Na figura 3 temos o circuito completo, bastante simples, por sinal de nosso eletrificador.

 

Figura 3 – Diagrama do eletrificador
Figura 3 – Diagrama do eletrificador

 

 

Na figura 4 temos a montagem que pode ser feita numa barra de terminais isolados, a qual será fixada numa base de material isolante e encerrada numa caixa.

 

   Figura 4 – Montagem em ponte de terminais
Figura 4 – Montagem em ponte de terminais

 

 

Uma versão em placa de circuito impresso é mostrada na figura 5, para os que quiserem este tipo de montagem.

 

Figura 5 – Placa para a montagem
Figura 5 – Placa para a montagem

 

 

Os cuidados que devem ser tomados com a montagem são:

a) Comece preparando o fly-back que pode ser de qualquer tipo para televisores preto-e-branco. Enrole 20 a 25 voltas de fio comum na parte inferior do fly-back, conforme mostra a figura 6.

 

   Figura 6 – Enrolando a bobina no fly-back
Figura 6 – Enrolando a bobina no fly-back

 

 

O fio usado deve ter capa plástica e não deve fazer contato com nenhuma parte do fly-back, a não ser o núcleo de ferrite onde é enrolado, pois dele depende o isolamento da rede local, muito importante para segurança.
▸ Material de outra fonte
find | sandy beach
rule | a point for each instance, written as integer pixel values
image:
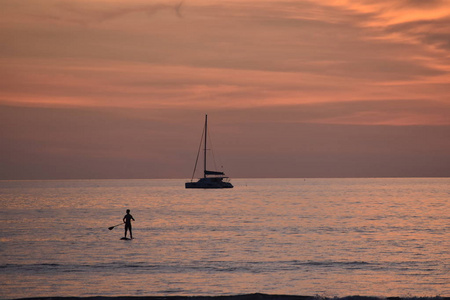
(255, 296)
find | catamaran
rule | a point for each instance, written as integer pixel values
(211, 179)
b) Na montagem, solde o SCR, observando a posição. Dê preferência ao tipo indicado na lista, pois equivalentes podem não oscilar.
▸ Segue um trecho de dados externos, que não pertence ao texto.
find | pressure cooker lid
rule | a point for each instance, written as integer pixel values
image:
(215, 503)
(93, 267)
c) O capacitor Ci pode ser eletrolítico (acima de 1u) com tensão de isolamento de pelo menos 450 V se sua rede for de 220 V e pelo menos 200 V se sua rede for de 110 V. Se for usado um de 1 uF ou 2,2 uF, pode também ser de poliéster.

d) O diodo tem polaridade a ser observada e pode ser o 1N4007, 1N4004 ou BY127.
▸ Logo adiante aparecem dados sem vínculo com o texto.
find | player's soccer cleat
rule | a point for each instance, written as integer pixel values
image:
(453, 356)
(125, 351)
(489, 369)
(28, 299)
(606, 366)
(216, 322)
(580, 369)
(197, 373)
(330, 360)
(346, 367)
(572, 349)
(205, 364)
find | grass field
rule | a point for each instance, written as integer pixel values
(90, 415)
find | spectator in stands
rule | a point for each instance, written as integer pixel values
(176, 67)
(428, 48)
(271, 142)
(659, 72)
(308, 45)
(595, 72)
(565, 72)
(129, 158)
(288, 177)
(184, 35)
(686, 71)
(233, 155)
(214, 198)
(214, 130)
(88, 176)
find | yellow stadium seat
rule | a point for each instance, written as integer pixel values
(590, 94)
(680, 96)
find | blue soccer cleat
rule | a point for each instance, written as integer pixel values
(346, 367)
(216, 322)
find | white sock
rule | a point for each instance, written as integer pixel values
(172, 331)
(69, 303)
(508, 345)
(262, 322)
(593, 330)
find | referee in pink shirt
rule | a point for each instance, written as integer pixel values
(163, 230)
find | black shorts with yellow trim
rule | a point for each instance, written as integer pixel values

e) O fusível de 250 mA ou 500 mA protege o aparelho contra acidentes.

Terminando a montagem, não será preciso colocar a mão no terminal de alta tensão para testar o aparelho!

Use uma lâmpada neon do tipo NE-2H ou equivalente e um resistor de 1M, aproximando-a do terminal de alta tensão, com o aparelho ligado (figura 7).

 

Figura 7 – Testando o aparelho
Figura 7 – Testando o aparelho

 

Ajuste P1 para que a lâmpada acenda. O brilho indicará a intensidade dos pulsos.

 

INSTALAÇÃO

A ligação é feita como mostra a figura 8.

 

Figura 8 – A instalação do eletrificador
Figura 8 – A instalação do eletrificador

 

 

O fio nu ou arame usado na cerca deve estar isolado dos mourões ou postes de fixação, conforme mostra a figura.

Veja que o fio pode fechar o circuito, não precisando ficar com as pontas livres.

Importante: é exigência legal que seja colocado, em local visível, um aviso indicando que se trata de cerca eletrificada, de modo a avisar pessoas que eventualmente possam tocar na mesma acidentalmente.

 

P.S.: O uso indevido deste aparelho é perigoso, assim como eventuais erros de montagem e instalação. Assim, não podemos nos responsabilizar por eventuais problemas que os montadores tenham neste sentido. O máximo de cuidado foi tomado na realização do projeto, assim como nas recomendações sobre seu uso. Se o leitor tiver dúvidas, não use!

 

SCR - MCR106 - diodo controlado de silício para 2000 V (110 V) ou 400 V (220 V)

D1 - 1N4004, 1N4007 ou BY127 diodo de silício

C1 - 1 a 8 uF - capacitor (ver texto)

R1 - 4M7 ohms X 1/ 8 W - resistor (amarelo, violeta, verde)

R2 – 10 k ohms X 5 W - resistor de fio

F 1 – 250 mA – fusível

P1 - 4M7 ohms - potenciômetro (ou 2M2)

S1 - interruptor simples

T1 - fly-back (ver texto)

Diversos: ponte de terminais ou placa de circuito impresso, cabo de alimentação, fios, isoladores, etc.